Michael argues that we should consider the possibility that Ena will “more than likely” receive government benefits in the form of food stamps and subsidized housing should she choose to apply for them. The trial court expressly factored Ena’s “likely” income from government benefits into its calculations, and Michael argues that the trial court properly did so. With this additional, though speculative, source of income, Michael claims that Ena is more than able to meet her financial needs despite a reduction in maintenance.

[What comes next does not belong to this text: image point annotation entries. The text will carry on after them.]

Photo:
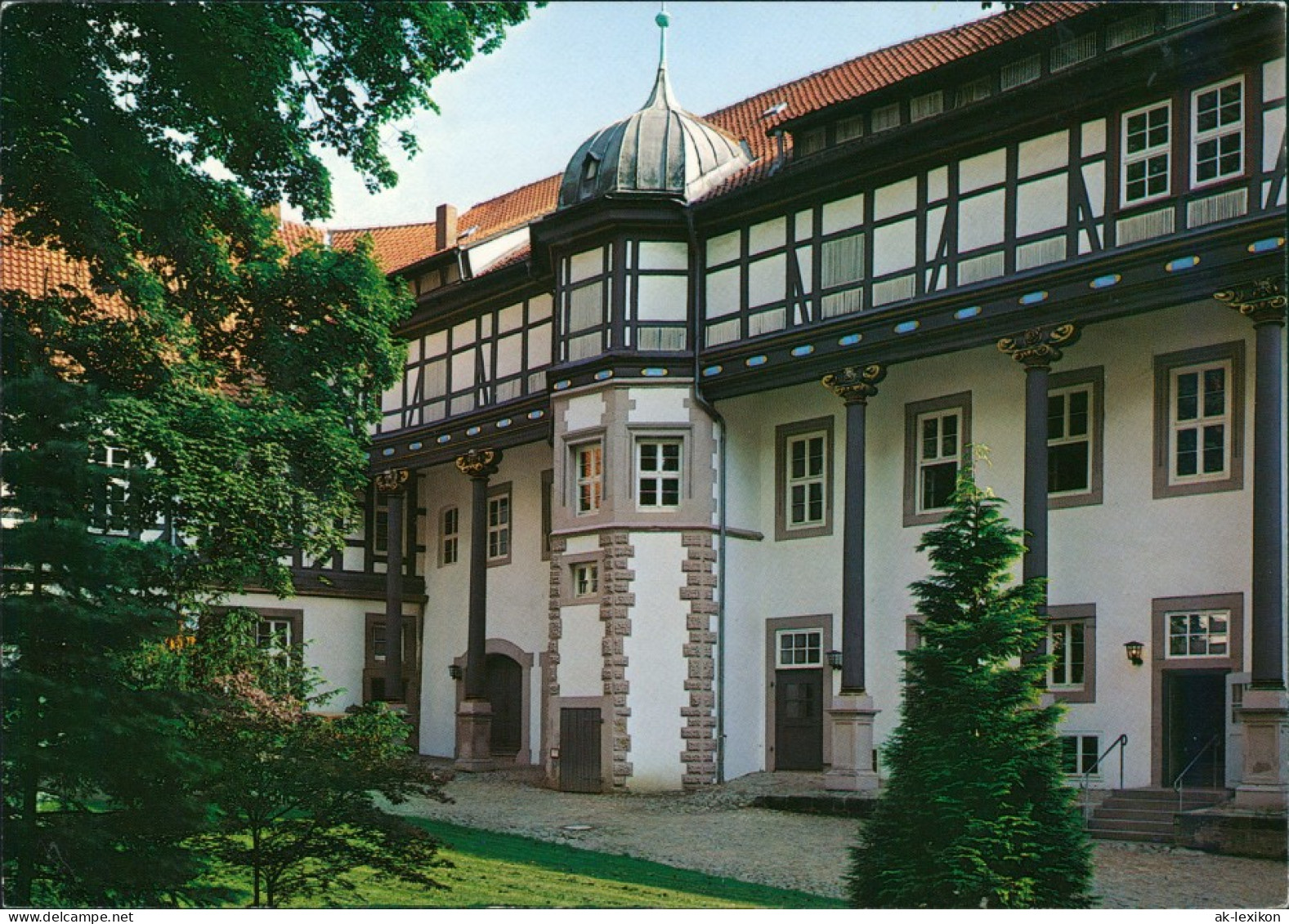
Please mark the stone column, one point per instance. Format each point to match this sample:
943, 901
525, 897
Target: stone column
1264, 714
1036, 350
853, 710
391, 484
475, 716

We hold today that government benefits, designed to lessen the impact of poverty, should not be considered when deciding if a substantial and continuing change of circumstance has occurred. Employing the possibility of future government assistance as a factual basis for a finding of changed circumstances reasons against itself. Food stamps and subsidized housing are designed to aid those who cannot meet their needs by any other means. They are not intended to alleviate one’s lawful obligation to another. Michael has a lawful obligation to support his ex-wife and' he has ample means to do so. It is against our public policy to alleviate one’s lawful financial obligation merely because the general public may, of necessity, bear that same burden.

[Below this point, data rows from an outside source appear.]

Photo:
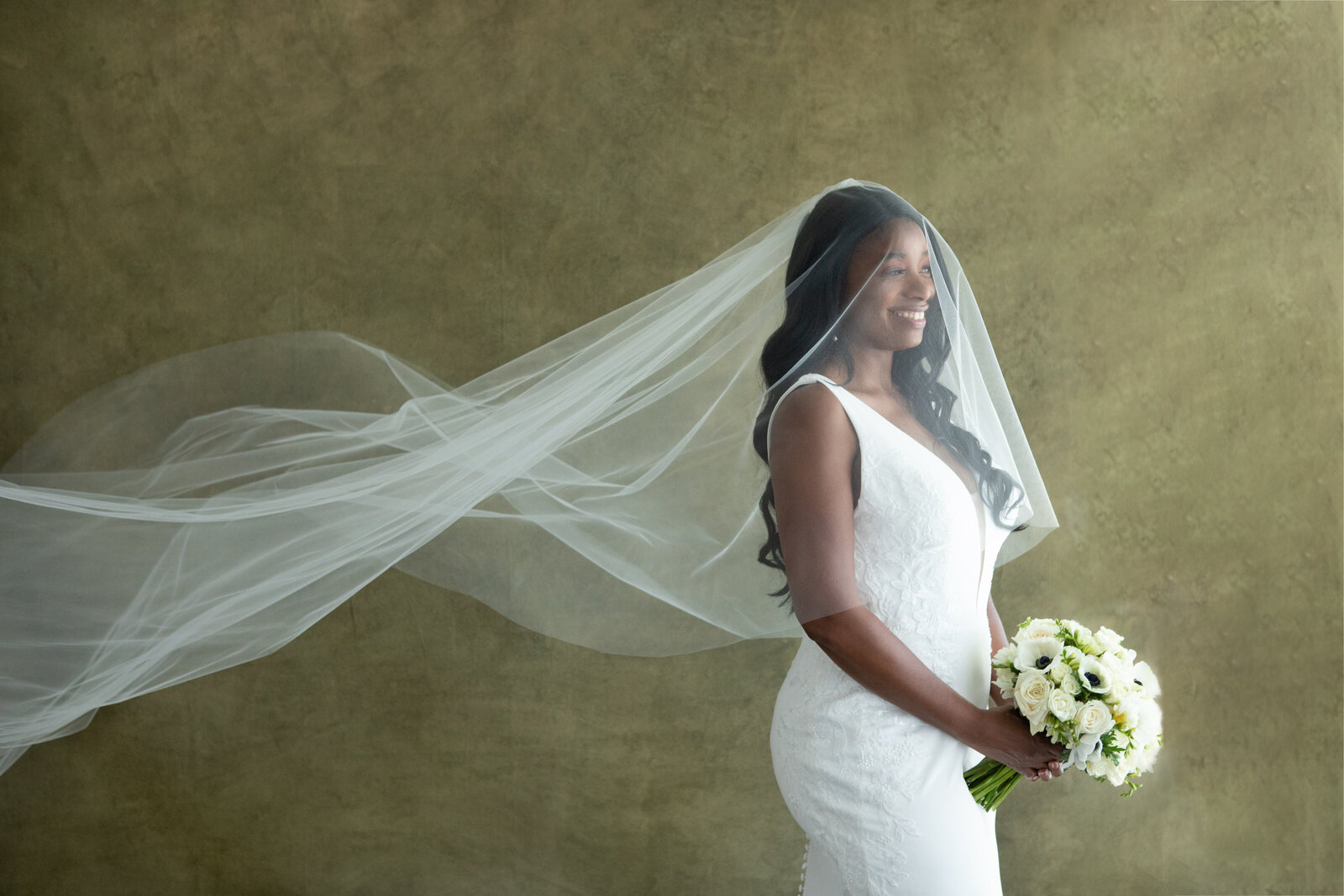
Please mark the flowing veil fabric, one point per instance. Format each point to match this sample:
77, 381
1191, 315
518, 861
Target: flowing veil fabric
601, 490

Michael also argues that we should consider the additional financial burden his new family imposes. The trial court agreed with this argument, noting that Michael’s “remarriage and the birth of his two ■ children are also relevant in this court’s determination.”

The birth of children into a new marriage may constitute a “substantial and continuing change,” but only when the extra expense of those children renders the obligor spouse unable to meet both his own financial needs and his maintenance obligation. Butts v. Butts, 906 S.W.2d 859, 862 (Mo.App.1995); Jourdan v. Jourdan, 251 S.W.2d 380, 383 (Mo.App.1952). Michael does not claim that his new family creates a financial hardship that renders his maintenance obligation 'unreasonable. On the contrary, Michael admits that he has ample funds to meet both his family’s need and his maintenance obligation. This factor should not be considered absent a finding that the change is of such moment as to make the original decree unreasonable.

The circuit court’s judgment of August 27, 1999 is reversed. We remand with instructions to reinstate the original maintenance decree retroactive to August 27, 1999.

AHRENS, P.J., and CRANDALL, J., concur.